Dry Needling practice
With the current demand we are all seeing a huge spike of healthcare providers and allied health therapists seeking Dry Needling as an added modality, but what actually is DN and who can practise it? Let's start by where it came from and give you the timeline of DN so that we have a rough idea of what's what by the end of the read.
The needles that are used during dry needling sessions are called filiform needles. Today, the most commonly used needle is made from stainless steel. Very occasionally, silver or gold needles are used. They come in different sizes and the needles are flexible and very thin. The length can range from 1cm to l5cm. Diameter (thickness) can range from 0.25 mm to O.46 mm. They are the exact same needles that are used by Licensed Acupuncturists. Filiform needles are almost hairline in terms or the thickness (figure 1a). They are non medicated and are not hollow (like a sewing needle). The needles are a one- time use and are doweled.
The handle of different filiform needles are as well something to consider, as we all would know this by now that we will need variety or choices to suit our individual style, feel and personal preference. Only after using the different types of handles will you have your own preference!

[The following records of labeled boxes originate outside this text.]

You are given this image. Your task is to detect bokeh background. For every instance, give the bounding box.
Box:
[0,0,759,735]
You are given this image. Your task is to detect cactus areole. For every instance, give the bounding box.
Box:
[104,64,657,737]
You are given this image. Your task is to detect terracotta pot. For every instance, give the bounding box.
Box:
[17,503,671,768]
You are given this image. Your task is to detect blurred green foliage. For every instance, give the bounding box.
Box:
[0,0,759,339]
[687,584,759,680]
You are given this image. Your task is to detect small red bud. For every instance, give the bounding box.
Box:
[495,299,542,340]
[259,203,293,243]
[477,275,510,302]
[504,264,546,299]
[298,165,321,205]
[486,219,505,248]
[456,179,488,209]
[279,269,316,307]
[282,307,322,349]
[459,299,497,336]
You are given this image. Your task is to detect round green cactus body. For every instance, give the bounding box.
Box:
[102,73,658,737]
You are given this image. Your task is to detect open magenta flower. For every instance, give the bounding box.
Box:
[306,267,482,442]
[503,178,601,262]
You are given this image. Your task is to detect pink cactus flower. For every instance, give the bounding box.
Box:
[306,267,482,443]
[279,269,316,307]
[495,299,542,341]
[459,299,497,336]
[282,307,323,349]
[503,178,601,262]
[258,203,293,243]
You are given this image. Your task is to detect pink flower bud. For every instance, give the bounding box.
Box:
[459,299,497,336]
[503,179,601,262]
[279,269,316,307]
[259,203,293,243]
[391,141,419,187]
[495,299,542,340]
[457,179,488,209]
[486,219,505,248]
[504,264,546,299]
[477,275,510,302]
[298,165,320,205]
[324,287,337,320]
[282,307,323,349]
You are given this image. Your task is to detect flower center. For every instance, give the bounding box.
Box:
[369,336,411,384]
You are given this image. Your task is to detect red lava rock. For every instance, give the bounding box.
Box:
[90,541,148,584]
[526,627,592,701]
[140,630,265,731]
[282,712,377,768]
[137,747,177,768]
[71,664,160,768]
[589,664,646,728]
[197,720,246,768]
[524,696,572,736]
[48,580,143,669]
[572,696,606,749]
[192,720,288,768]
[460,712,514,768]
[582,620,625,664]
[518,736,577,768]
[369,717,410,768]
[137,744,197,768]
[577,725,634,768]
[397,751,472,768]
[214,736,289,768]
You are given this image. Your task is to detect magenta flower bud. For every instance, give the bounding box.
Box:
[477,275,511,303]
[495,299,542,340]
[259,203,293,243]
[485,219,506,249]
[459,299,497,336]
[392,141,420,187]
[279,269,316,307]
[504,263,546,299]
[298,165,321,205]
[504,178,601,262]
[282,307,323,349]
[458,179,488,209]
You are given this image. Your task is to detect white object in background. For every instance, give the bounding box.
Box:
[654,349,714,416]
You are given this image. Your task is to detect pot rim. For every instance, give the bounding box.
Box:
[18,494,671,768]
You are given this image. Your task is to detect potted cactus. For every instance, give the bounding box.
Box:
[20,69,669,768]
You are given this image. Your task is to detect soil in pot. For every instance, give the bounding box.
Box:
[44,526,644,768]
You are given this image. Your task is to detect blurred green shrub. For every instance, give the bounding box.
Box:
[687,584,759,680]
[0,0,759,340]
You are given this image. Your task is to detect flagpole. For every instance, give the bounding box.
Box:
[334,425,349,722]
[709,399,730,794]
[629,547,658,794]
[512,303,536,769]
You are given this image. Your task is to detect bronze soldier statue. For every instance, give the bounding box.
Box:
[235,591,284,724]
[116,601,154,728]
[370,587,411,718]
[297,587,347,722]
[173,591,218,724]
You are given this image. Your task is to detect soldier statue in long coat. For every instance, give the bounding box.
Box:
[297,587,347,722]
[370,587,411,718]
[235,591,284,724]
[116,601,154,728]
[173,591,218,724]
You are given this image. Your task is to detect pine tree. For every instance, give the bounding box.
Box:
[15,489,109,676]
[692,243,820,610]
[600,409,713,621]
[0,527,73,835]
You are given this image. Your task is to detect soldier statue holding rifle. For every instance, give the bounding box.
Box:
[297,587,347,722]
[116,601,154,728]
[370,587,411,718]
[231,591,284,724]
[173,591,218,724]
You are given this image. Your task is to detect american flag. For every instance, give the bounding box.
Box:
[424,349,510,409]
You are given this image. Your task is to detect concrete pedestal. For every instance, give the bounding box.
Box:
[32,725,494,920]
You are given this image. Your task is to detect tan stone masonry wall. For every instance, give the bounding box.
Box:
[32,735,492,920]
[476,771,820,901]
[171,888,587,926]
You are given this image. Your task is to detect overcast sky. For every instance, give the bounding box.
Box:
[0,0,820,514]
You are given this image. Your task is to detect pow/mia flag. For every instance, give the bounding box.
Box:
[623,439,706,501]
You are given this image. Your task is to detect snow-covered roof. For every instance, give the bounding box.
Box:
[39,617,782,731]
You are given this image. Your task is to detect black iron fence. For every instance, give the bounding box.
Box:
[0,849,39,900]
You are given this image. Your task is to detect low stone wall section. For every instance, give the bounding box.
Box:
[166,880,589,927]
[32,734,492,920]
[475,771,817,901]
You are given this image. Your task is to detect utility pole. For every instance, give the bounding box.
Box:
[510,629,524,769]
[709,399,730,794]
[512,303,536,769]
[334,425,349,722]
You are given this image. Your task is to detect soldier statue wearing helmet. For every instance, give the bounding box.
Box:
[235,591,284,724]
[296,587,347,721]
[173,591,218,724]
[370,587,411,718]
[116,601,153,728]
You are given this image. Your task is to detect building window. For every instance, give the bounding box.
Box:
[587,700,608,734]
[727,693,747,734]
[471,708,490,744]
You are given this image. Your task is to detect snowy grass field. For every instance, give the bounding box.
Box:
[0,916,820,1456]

Dry needling historically started with Dr Janett Travell and David Simons in the early 1940’s when it was first proposed. Physicians injected various substances which included corticosteroids, analgesics, saline, etc. into trigger points. Which is now considered "wet" needling to compare to dry needling as there was a form of liquid inserted into the area of trigger point. The latter which is termed "dry" needling is due to the type of needle which is widely used during dry needling by therapists (Figure 1.1)
Dry needling courses or workshops are currently only offered to Licensed Healthcare Providers which may include Physiotherapists, MDs, Chiropractors, Occupational Therapists and others that has done a full time graduate degree in health sciences as this is considered an invasive modality and there is a chance of puncturing the organs (pneumothorax case) under the supervision of a poorly trained person who isn't trained enough in the anatomy region. The courses are usually offered anywhere from 2-7 days depending on the organisation and breakdown of the curriculum, whereas a licensed acupuncturist has a minimum of three years of supervised training. So the next course you hop down to, make sure you know how long the facilitator(s) has had in training hours, practical experience hours of application and so on.
The difference between acupuncture and dry needling lies within the approach of treatment.
There is a big debate now as to these weekend courses allowing practitioners to practice the next day after attending a DN workshop. These are two separate systems which for now are strikingly similar to the laymen, but both practitioners are approaching a treatment with totally separate training backgrounds and targeted systems (so to speak). Licensed acupuncturists around the world are against this idea of having trained during a weekend course and then practicing the next day on patients with little training. Most insurance companies do not cover dry needling as well as it is not yet seen as a regulated procedure. While there isn't a regulatory body in Singapore to say that DN is only reserved for certain healthcare professionals who are not LA (licensed acupuncturists), it is still within the scope of conduct of each healthcare provider to research viciously whether adding this modality is safe to practice and have enough training to not cause patients more harm than what they came for. As this is still a new and upcoming approach of treatment, we are sure that in the future, more regulations will be added to add more benefits to patients with chronic and maybe even acute phases of pain / injury.